Intellectual Merit: The goal of this project is to achieve a mechanistic understanding of the Mre11/Rad50 (MR) DNA repair complex, which is involved in the processing of DNA double-strand breaks (DSBs) within eukaryotes, archaea, and some bacteriophage. DSBs are among the most deleterious forms of DNA damage and their improper repair may cause gross chromosomal rearrangements, leading to cellular dysfunction or death. The dual activities of the MR complex (ATP hydrolysis and nuclease) are required for the repair of DSBs that have been chemically modified by toxins or proteins. This research project will focus on defining, in quantitative terms, the kinetics, thermodynamics, and conformational dynamics of the MR complex. The objectives of this research project are to: 1) Define the functional role and mechanism of ATP binding and hydrolysis by Rad50; 2) Determine the mechanism behind the metal-dependent change in MR complex nuclease activity and to discover the possible roles of additional proteins in DSB resection; 3) Characterize the conformational changes in Mre11 and determine the role of Mre11 dimerization. The completion of this project is expected to increase understanding of DSB repair and, more generally, how organisms maintain their genomic integrity through multiple generations.

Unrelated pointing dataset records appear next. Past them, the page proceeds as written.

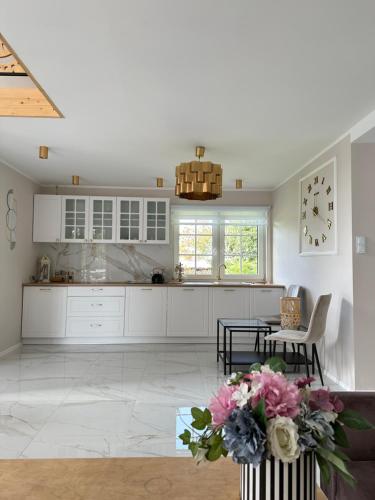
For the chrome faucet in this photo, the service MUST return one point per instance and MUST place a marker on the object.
(219, 269)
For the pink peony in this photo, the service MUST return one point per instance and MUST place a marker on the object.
(322, 399)
(281, 397)
(222, 405)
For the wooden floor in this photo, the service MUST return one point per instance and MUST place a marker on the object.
(118, 478)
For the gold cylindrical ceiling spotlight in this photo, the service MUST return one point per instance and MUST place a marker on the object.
(43, 152)
(198, 180)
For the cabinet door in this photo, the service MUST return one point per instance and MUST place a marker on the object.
(47, 218)
(102, 219)
(129, 220)
(75, 220)
(156, 220)
(44, 311)
(266, 301)
(230, 303)
(188, 312)
(146, 311)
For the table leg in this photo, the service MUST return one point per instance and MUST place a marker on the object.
(217, 340)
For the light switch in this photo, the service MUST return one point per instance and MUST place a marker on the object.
(360, 244)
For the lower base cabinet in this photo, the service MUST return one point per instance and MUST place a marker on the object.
(146, 311)
(188, 312)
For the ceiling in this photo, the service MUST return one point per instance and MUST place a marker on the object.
(264, 85)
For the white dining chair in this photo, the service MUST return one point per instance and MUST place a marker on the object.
(314, 333)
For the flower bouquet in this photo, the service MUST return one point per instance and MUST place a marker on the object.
(276, 430)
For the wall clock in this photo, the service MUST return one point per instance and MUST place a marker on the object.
(318, 211)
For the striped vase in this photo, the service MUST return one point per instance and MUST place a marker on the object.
(274, 480)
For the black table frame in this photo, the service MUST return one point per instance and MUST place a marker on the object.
(222, 354)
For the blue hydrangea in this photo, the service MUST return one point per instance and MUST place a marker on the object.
(244, 439)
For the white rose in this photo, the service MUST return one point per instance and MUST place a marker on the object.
(282, 437)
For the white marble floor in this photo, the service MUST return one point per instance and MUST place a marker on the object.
(101, 401)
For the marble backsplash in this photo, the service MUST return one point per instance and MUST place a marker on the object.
(108, 262)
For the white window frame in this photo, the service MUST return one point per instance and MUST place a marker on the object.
(218, 245)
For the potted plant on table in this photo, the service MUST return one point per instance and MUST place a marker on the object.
(276, 429)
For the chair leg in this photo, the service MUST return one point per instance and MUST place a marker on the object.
(315, 350)
(306, 360)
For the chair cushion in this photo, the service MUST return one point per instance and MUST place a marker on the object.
(287, 336)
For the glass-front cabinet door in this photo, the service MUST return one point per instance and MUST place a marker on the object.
(129, 220)
(156, 220)
(102, 219)
(75, 222)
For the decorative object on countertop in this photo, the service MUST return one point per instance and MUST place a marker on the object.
(290, 313)
(44, 269)
(180, 272)
(198, 180)
(11, 218)
(274, 428)
(157, 276)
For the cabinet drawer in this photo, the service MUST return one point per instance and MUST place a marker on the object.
(96, 291)
(96, 306)
(95, 327)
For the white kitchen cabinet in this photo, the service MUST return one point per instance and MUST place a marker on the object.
(266, 301)
(44, 311)
(47, 218)
(146, 311)
(75, 219)
(129, 220)
(230, 302)
(102, 215)
(188, 312)
(156, 220)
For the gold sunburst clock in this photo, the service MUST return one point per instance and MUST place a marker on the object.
(199, 180)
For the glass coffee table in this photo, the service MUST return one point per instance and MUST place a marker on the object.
(232, 326)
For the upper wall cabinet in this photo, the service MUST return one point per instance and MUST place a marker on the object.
(156, 220)
(102, 219)
(47, 218)
(129, 220)
(75, 219)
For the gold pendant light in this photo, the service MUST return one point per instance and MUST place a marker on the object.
(198, 180)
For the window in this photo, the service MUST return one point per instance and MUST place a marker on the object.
(206, 239)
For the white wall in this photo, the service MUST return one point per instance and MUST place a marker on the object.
(16, 266)
(363, 182)
(321, 274)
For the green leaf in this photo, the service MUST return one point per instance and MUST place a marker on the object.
(324, 469)
(260, 412)
(255, 367)
(340, 435)
(185, 437)
(207, 416)
(354, 420)
(197, 413)
(193, 447)
(337, 463)
(276, 364)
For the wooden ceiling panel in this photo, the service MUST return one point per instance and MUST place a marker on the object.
(26, 100)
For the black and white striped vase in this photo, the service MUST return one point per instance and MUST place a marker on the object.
(274, 480)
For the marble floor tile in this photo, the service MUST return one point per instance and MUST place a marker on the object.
(102, 401)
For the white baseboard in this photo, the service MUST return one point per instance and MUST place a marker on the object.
(10, 349)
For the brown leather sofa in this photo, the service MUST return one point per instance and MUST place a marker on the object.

Broader Impacts: This project involves collaborations with both genetic and structural biology laboratories and will therefore expose and educate undergraduate and graduate students to the synergy that results from the combination of biochemical, biophysical, and genetic research. The project will provide high quality training opportunities for high school, undergraduate, and graduate students. In addition to the multi-year training of students in the PI's home department, the PI participates in the Women in Science and Engineering internship program and will become a mentor for the George Washington Carver internship program. The goal of these programs are to increase the diversity of talented individuals choosing science as a career. The PI is also developing a course that places science journalism students in a research laboratory where they will attend group meetings, interview members of the laboratory, and observe daily activities. The objective is for the journalism students to appreciate the manner and pace at which experimental findings are obtained. The laboratory members who are being interviewed and observed will also benefit by learning to explain their research to non-experts. In addition, the PI is developing a course that combines enzyme theory, practical enzyme characterization, and modern data fitting/model discrimination analysis. Throughout the course the PI will use examples from his own research, and when possible, the students that generated the data under discussion will present the experiments to their peers. This type of peer-to-peer teaching has been found to be a very effective learning tool for both the peer-teachers and peer-students.
This project is co-funded by the Genetic Mechanisms Cluster in the Division of Molecular and Cellular Biosciences and by the Experimental Program to Stimulate Competitive Research.